The phenomenon plays out everywhere from mom-and-pop stores to the biggest corporations. Often the smaller networks are created by people who break away from large corporate organizations after learning the lessons of downsizing on the job.
In suburban Deerfield, public relations specialist Erica Swerdlow recently resigned as an account executive at a public relations firm in Northbrook, set up a three-machine LAN in her basement and created EBS Public Relations Inc.
Swerdlow, who jumped on the downsizing wave to be closer to her preschool child, hired a full-time account executive, Barbara Adler, to seek clients. And her husband, Brian, quit a Loop office job to manage the books.
LINK Resources Inc., a New York company that tracks the computer scene for computer companies, stock analysts and other clients, estimated in June that 24.3 million Americans are self-employed, working out of their homes full time or part time. In many cases, they are consultants to companies where they once were full-time employees.
Another 7.6 million people with full-time corporate jobs do 100 percent of their work from home, using PCs, fax machines and modems to keep in touch with the home office, according to the LINK estimates.
“The computers make it just a snap to take your job out of the office and into your home,” Swerdlow said.
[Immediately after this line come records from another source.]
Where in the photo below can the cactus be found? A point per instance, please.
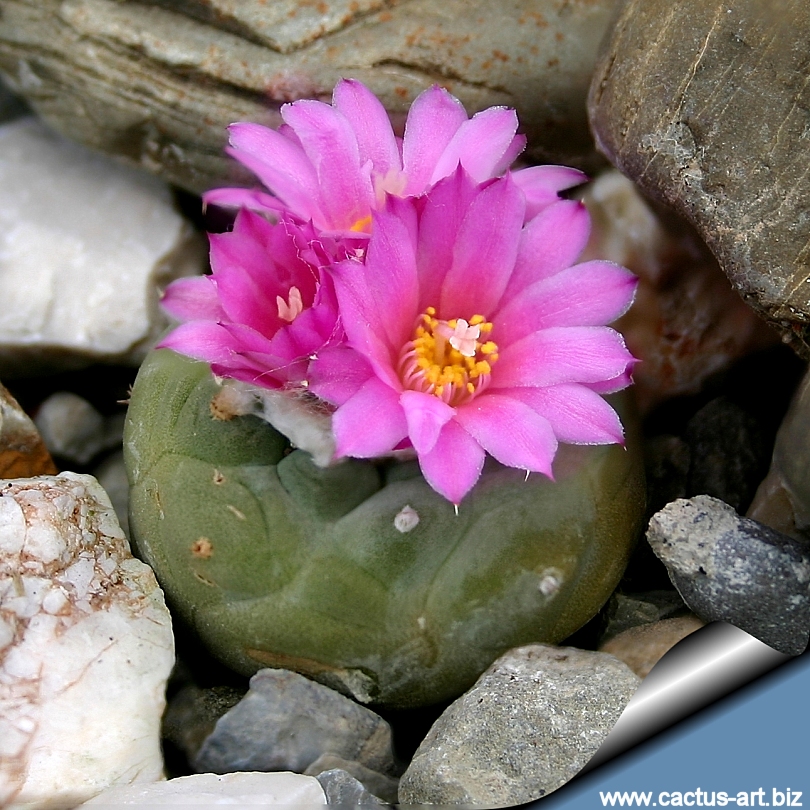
(359, 575)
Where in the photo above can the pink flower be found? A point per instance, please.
(470, 331)
(334, 164)
(262, 312)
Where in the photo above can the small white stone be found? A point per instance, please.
(280, 789)
(86, 648)
(74, 430)
(85, 245)
(406, 519)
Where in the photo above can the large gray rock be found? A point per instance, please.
(729, 568)
(530, 723)
(285, 722)
(783, 498)
(704, 104)
(156, 83)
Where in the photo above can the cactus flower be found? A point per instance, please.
(470, 331)
(264, 309)
(334, 164)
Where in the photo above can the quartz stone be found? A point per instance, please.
(86, 647)
(85, 246)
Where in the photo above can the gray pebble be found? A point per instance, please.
(530, 723)
(378, 784)
(342, 789)
(729, 568)
(285, 722)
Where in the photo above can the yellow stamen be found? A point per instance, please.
(446, 358)
(362, 225)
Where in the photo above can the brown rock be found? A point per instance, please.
(687, 322)
(22, 451)
(706, 106)
(156, 83)
(642, 647)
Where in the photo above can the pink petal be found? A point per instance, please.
(338, 373)
(576, 413)
(426, 416)
(590, 294)
(433, 120)
(387, 281)
(280, 164)
(510, 431)
(192, 299)
(586, 354)
(345, 193)
(552, 241)
(616, 383)
(479, 144)
(542, 184)
(509, 156)
(445, 208)
(365, 331)
(454, 464)
(485, 251)
(370, 423)
(202, 340)
(370, 123)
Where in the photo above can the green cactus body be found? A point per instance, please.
(359, 575)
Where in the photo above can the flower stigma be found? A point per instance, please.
(449, 359)
(290, 309)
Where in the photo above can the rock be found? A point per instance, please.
(86, 647)
(642, 647)
(22, 452)
(343, 790)
(667, 459)
(330, 769)
(84, 247)
(112, 476)
(529, 724)
(687, 322)
(74, 430)
(783, 498)
(285, 722)
(625, 611)
(703, 105)
(729, 568)
(727, 451)
(192, 715)
(167, 77)
(275, 562)
(11, 106)
(207, 789)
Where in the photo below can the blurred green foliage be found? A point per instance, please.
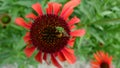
(100, 18)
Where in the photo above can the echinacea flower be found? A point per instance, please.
(51, 34)
(4, 20)
(102, 60)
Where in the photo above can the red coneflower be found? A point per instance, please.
(51, 33)
(102, 60)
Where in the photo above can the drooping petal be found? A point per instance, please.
(61, 57)
(97, 58)
(69, 56)
(29, 51)
(72, 27)
(55, 62)
(27, 37)
(56, 8)
(79, 32)
(20, 21)
(37, 7)
(69, 5)
(73, 21)
(38, 57)
(45, 58)
(67, 13)
(49, 10)
(69, 50)
(31, 16)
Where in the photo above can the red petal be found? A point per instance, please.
(55, 62)
(38, 57)
(69, 50)
(61, 57)
(72, 27)
(79, 32)
(45, 58)
(31, 15)
(97, 58)
(29, 51)
(69, 57)
(67, 13)
(56, 8)
(50, 7)
(73, 21)
(69, 5)
(20, 21)
(37, 7)
(27, 37)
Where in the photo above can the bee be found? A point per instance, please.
(62, 32)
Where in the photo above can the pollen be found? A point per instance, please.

She hired a network consultant-called an “integrator”-who linked the computers by token-ring adapters using Novell Inc.’s Lantastic software.
WordPerfect software and a laser printer allow Swerdlow to create news releases, business proposals and other documents, complete with company logos and other professional trappings. A CD-ROM drive allows her to search for potential customers from databases of 600 megabytes carried on the same kind of discs that carry recorded music.
A single 600-megabyte CD-ROM can carry as much text as 100 Bibles or a major encyclopedia set.
Fax modems on the machines allow the company to send out hundreds of releases for clients, and sales-contact management software lets Swerdlow and her staff keep track of people they contact for billing purposes. Brian Swerdlow keeps the books on special accounting software.
On a far larger scale are the downsizing efforts of companies such as Chicago-based CNA, the country’s eighth-largest insurance provider.
This summer CNA announced that it had installed more than 5,500 new IBM PS/2s in LANs at more than 70 branch offices. By September, integrators involved in setting up that project were forecasting that this network would include more than 9,000 desktops.
The PCs, using Intel’s 486 chip, will allow CNA’s office denizens to run software designed by the company’s programmers as well as Microsoft’s Windows programs, thus introducing thousands of new users to leading-edge computing.
Numerous analysts rush to put a name on the changes raging across the country’s desktops. They talked first of downsizing because they were coming “down” from mainframe computers to small desktop machines. But when the new networks proved highly efficient in allowing companies to reduce staff, cut paperwork costs and realize other economies, the label stuck.
Now other buzzwords are whirling about: “re-engineering,” “rightsizing” even “decruiting.”
M.M. Stuckey, chief executive of Minneapolis-based Fourth Shift Inc., calls it “demassing,” the de facto breaking up of huge corporations into much more manageable small units. He is the author of “Demass: Transforming the Dinosaur Corporation” (Productivity Press, Cambridge, Mass., 1993).
Stuckey noted that “of the 100 firms heading Fortune’s first list of America’s 500 biggest companies published in 1956, only 29 are still in the top 100 on the latest list published.”
He traces how those big, successful companies are like the giant lizards that some believe grew so large that they could no longer function-bodies so large that not enough food could pass through their mouths to keep them alive.
And so the dinosaurs were downsized to mammals, who now have reached the Computer Age.